INTERVIEW DE CATHERINE MAILLARD, Auteur du Livre « JE DANSE DONC J’EXISTE », Chez Albin Michel (Avril 2015)

Depuis toujours, la danse fait partie des rituels de guérison et de célébration. Le corps est alors au coeur du processus d’évolution de la personne et de la danse thérapie. Dans son dernier ouvrage « Je danse donc j’existe », Catherine Maillard nous propose de découvrir  une pratique bien loin du simple hobby, qui apporte un véritable soin du corps et de l’âme…

« Je danse depuis aussi longtemps que je m’en souvienne. A douze ans, je tournoie déjà, en jupe de Gitane, sur les valses de Chopin, un lien inconscient avec Isadora Duncan dont je prendrai connaissance bien plus tard. Tel un derviche tourneur, je tente d’échapper à la pesanteur, à la gravité de la vie, scolaire comme familiale. Tout mon corps est tendu vers l’absolu. Adolescente, je prends des cours de street jazz, de claquettes aussi. Une fois à Paris, mes pieds foulent sans relâche la cour de danse africaine… Pourtant, une certaine insatisfaction persiste, celle sans doute de devoir me caler sur une figure imposée.

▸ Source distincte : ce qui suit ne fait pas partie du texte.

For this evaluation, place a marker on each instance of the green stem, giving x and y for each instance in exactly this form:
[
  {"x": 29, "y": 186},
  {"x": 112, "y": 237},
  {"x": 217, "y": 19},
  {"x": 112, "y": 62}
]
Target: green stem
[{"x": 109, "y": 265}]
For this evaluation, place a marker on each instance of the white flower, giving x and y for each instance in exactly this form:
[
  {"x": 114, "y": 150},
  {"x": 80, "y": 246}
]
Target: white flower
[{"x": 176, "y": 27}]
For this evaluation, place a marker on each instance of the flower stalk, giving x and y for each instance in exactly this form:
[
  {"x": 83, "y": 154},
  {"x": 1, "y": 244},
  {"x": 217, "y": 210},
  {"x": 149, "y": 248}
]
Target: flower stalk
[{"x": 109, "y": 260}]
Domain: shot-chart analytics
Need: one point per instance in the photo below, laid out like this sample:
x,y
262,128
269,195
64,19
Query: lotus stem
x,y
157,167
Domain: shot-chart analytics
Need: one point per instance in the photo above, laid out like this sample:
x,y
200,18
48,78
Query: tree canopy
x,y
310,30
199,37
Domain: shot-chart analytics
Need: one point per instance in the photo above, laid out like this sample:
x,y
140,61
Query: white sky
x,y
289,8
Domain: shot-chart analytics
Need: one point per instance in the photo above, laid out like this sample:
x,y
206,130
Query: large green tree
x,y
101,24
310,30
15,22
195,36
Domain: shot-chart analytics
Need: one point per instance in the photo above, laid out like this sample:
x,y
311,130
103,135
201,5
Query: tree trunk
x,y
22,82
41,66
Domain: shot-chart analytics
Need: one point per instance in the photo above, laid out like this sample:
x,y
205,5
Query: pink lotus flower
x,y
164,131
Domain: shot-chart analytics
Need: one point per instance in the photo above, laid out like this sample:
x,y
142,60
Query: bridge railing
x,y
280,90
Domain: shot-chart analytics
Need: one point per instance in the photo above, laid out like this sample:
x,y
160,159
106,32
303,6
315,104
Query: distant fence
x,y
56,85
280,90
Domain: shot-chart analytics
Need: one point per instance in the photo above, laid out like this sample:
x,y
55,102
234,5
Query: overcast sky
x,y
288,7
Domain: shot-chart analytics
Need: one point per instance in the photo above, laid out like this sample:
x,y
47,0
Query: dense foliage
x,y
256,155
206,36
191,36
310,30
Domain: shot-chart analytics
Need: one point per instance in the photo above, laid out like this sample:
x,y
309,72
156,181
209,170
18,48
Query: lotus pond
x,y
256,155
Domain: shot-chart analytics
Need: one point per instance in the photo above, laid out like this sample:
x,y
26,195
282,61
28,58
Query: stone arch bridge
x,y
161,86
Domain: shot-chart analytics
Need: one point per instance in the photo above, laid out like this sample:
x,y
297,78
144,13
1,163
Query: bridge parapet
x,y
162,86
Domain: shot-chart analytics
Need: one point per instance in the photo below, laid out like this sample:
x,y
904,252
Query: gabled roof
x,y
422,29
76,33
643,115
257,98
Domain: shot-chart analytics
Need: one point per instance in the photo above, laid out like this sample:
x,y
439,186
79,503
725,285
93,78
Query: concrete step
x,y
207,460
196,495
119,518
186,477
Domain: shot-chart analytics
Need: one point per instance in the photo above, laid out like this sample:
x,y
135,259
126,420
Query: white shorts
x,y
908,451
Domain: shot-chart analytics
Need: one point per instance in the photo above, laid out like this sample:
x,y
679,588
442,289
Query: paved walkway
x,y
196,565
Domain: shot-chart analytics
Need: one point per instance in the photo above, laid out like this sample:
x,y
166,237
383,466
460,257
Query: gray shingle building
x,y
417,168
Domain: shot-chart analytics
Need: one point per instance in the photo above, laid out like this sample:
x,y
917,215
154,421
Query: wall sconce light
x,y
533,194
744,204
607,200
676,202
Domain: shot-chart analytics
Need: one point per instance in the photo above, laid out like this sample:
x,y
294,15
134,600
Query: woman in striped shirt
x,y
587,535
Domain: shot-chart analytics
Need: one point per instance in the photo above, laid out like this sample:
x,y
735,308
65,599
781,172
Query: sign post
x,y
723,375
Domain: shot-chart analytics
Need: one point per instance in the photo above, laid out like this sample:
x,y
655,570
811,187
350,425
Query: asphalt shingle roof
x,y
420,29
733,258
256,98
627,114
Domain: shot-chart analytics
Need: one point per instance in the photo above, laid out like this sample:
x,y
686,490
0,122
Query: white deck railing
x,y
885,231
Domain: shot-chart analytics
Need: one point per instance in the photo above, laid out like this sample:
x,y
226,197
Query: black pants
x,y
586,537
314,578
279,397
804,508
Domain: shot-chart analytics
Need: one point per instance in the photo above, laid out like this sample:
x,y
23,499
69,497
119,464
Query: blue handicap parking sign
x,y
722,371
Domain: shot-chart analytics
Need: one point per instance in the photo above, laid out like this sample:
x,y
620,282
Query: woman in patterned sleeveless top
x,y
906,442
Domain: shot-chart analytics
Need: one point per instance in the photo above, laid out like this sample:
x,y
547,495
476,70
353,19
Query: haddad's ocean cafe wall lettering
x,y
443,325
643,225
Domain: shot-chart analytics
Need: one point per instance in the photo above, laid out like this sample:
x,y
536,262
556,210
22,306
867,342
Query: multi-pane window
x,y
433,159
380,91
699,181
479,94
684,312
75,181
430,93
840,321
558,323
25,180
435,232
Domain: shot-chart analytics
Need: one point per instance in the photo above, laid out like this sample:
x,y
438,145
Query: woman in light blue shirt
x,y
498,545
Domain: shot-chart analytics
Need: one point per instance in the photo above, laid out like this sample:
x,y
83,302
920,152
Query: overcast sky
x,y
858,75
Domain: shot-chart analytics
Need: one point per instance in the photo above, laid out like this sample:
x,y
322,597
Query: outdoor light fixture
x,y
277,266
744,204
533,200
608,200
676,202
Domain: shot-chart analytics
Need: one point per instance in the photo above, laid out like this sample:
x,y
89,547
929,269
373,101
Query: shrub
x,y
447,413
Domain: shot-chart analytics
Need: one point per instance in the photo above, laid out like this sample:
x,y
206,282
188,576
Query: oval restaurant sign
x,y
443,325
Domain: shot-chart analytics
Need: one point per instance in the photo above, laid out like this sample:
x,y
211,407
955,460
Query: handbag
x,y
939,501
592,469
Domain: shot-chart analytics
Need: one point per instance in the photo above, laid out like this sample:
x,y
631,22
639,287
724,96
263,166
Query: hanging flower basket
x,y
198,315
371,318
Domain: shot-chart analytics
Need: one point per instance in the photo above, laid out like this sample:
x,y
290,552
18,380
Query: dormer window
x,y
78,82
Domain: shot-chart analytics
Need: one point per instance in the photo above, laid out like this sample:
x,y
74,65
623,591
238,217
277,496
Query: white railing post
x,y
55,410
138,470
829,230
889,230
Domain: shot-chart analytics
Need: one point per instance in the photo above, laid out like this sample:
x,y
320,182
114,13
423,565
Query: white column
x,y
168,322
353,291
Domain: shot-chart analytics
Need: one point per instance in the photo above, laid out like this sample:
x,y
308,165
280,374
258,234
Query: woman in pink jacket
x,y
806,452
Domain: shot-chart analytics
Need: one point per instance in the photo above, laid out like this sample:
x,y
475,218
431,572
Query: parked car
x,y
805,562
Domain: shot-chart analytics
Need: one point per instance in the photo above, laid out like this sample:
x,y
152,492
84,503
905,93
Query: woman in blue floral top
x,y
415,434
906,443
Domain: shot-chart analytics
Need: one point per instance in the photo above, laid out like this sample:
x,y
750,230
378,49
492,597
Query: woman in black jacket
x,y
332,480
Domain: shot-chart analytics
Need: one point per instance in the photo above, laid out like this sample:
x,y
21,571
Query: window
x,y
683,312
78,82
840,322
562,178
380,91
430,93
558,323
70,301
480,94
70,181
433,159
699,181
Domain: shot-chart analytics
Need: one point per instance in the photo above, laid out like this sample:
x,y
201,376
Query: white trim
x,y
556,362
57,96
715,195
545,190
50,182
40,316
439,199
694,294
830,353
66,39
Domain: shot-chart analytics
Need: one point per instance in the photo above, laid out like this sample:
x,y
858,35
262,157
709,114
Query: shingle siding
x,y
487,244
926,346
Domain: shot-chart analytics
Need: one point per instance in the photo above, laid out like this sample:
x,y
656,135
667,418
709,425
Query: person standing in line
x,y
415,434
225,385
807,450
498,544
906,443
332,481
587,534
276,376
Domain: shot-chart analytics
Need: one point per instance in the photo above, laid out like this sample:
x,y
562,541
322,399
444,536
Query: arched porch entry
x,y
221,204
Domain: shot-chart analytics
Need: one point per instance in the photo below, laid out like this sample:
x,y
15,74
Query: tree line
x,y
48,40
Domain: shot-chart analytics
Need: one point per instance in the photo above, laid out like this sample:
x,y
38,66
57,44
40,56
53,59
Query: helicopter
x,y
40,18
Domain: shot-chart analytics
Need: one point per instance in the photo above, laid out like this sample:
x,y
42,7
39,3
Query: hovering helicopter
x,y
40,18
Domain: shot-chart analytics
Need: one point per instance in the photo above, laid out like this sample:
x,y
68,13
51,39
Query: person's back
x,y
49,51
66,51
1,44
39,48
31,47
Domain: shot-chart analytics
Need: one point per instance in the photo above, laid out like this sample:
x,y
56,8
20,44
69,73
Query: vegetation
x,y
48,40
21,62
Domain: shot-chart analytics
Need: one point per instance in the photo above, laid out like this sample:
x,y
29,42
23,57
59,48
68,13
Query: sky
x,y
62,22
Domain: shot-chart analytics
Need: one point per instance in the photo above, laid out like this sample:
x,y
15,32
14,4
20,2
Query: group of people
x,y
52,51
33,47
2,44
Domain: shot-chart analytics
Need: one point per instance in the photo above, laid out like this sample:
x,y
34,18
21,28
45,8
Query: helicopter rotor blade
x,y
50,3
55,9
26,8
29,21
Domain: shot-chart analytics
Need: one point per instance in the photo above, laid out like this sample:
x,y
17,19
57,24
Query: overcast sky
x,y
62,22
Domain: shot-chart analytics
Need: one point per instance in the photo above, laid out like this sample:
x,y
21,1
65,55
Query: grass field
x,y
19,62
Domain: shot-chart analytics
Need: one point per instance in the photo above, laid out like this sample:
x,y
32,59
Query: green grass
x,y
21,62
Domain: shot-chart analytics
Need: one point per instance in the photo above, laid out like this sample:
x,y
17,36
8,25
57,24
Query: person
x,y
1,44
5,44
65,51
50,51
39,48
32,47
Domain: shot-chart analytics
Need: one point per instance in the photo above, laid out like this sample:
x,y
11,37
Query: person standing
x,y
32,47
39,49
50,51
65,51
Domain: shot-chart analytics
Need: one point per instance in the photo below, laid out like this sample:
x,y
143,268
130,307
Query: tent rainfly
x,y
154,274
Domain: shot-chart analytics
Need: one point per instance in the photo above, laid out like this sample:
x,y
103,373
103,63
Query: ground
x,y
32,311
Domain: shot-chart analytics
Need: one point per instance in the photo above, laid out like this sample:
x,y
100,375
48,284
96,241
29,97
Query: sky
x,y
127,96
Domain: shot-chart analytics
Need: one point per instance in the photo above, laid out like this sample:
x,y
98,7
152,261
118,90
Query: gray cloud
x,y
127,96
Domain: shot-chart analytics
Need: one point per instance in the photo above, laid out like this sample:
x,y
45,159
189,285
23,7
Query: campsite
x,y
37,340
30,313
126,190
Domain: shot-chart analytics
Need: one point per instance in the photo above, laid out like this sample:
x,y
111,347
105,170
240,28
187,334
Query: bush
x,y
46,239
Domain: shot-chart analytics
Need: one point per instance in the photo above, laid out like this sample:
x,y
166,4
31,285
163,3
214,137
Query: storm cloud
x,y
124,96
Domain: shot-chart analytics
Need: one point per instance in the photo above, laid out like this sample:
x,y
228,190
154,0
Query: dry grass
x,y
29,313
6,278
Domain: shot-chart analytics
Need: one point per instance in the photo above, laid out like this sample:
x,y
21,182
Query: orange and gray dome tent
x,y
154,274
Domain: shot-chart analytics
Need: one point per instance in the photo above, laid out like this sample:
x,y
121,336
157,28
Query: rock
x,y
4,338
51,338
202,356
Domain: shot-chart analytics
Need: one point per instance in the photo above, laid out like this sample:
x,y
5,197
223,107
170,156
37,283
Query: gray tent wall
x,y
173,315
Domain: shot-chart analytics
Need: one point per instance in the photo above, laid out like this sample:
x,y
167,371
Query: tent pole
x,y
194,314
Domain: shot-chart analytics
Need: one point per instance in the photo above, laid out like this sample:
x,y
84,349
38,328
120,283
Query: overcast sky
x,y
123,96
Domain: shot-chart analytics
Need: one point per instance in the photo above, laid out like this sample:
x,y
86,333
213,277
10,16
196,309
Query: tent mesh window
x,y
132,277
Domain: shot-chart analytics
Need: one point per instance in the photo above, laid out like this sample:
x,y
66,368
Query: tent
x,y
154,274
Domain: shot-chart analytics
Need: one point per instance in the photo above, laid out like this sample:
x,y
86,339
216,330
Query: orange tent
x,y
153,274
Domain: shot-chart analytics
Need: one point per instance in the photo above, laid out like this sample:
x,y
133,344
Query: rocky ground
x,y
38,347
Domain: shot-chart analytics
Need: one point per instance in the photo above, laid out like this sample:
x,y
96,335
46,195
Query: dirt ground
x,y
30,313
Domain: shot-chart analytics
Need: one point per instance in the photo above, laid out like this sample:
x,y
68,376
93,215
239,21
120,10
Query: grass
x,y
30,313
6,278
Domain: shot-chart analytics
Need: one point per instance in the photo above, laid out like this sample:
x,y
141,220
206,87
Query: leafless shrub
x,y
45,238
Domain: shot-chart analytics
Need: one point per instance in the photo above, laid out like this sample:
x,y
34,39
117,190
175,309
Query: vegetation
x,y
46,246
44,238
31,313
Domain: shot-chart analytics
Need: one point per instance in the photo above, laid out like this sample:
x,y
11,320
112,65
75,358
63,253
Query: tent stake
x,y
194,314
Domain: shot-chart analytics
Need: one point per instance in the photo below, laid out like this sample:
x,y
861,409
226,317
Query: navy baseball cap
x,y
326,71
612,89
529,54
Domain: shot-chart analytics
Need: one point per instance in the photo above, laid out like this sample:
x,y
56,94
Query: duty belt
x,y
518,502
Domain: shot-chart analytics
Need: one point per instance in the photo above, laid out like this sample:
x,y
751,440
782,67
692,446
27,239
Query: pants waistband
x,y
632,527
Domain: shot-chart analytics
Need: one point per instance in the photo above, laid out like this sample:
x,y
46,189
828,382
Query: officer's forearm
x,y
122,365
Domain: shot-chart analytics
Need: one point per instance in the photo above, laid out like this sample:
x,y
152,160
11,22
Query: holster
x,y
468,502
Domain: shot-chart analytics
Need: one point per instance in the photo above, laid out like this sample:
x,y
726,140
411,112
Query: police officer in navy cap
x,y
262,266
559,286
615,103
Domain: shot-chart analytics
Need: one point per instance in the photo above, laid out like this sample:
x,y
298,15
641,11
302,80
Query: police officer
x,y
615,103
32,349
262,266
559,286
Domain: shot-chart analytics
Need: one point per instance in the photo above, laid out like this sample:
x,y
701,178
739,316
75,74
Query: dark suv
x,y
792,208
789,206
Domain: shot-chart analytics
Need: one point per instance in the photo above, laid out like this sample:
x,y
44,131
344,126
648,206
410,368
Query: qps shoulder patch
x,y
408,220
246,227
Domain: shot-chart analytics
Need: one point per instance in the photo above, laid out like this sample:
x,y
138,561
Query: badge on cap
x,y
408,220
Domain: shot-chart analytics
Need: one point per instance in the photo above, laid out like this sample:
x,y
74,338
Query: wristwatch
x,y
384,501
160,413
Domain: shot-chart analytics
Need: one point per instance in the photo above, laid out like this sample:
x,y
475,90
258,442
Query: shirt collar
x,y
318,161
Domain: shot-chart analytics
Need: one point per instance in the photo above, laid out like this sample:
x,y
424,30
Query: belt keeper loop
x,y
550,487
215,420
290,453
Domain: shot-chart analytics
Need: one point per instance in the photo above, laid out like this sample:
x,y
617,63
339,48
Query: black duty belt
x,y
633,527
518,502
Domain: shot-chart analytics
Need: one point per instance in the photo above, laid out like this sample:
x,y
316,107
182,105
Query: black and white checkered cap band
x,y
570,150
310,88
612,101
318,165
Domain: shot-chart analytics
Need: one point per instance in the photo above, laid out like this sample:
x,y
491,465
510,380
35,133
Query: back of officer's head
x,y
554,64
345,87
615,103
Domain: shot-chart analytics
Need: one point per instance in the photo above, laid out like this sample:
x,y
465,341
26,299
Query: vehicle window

Ma première révélation a lieu lors de ma formation en relaxologie selon la méthode Vittoz (l’une des toutes premières approches psychosomatiques), où domine l’éveil des sens. Mon corps grandit en réceptivité, comme en créativité. Françoise Grimaud, notre enseignante, est férue de danses traditionnelles d’inspiration grecque et chaque session se clôture par des pas de danse, en bord de mer, au soleil couchant. J’y découvre ce lien avec le groupe et la grâce de vibrer ensemble en mouvement en pleine nature. Isadora Duncan virevolte toujours à mes côtés, sans que j’aie encore eu vent de son existence. Une rencontre déterminante place la danse résolument au centre de ma vie. Les premiers pas que je vis sous la houlette charismatique de Katherine-Michèle Thomas m’ouvrent des espaces inconnus. En 1990, sa pratique trouve sa voie propre : c’est quasiment une danse de la ferveur. Les consignes sont très différentes des parquets du Centre du Marais parisien. Katherine-Michèle Thomas nous invite à laisser émerger notre propre mouvement, pour seulement ensuite nous aventurer à la rencontre de l’autre. Le corps remplace les mots, à commencer par ceux que l’on se murmure à soi-même. De nombreux week-ends me font prendre conscience de l’incroyable énergie d’amour qui sommeille en chacune de nos cellules et ne demande qu’à se mettre en mouvement, pour exprimer sa gratitude d’être en vie.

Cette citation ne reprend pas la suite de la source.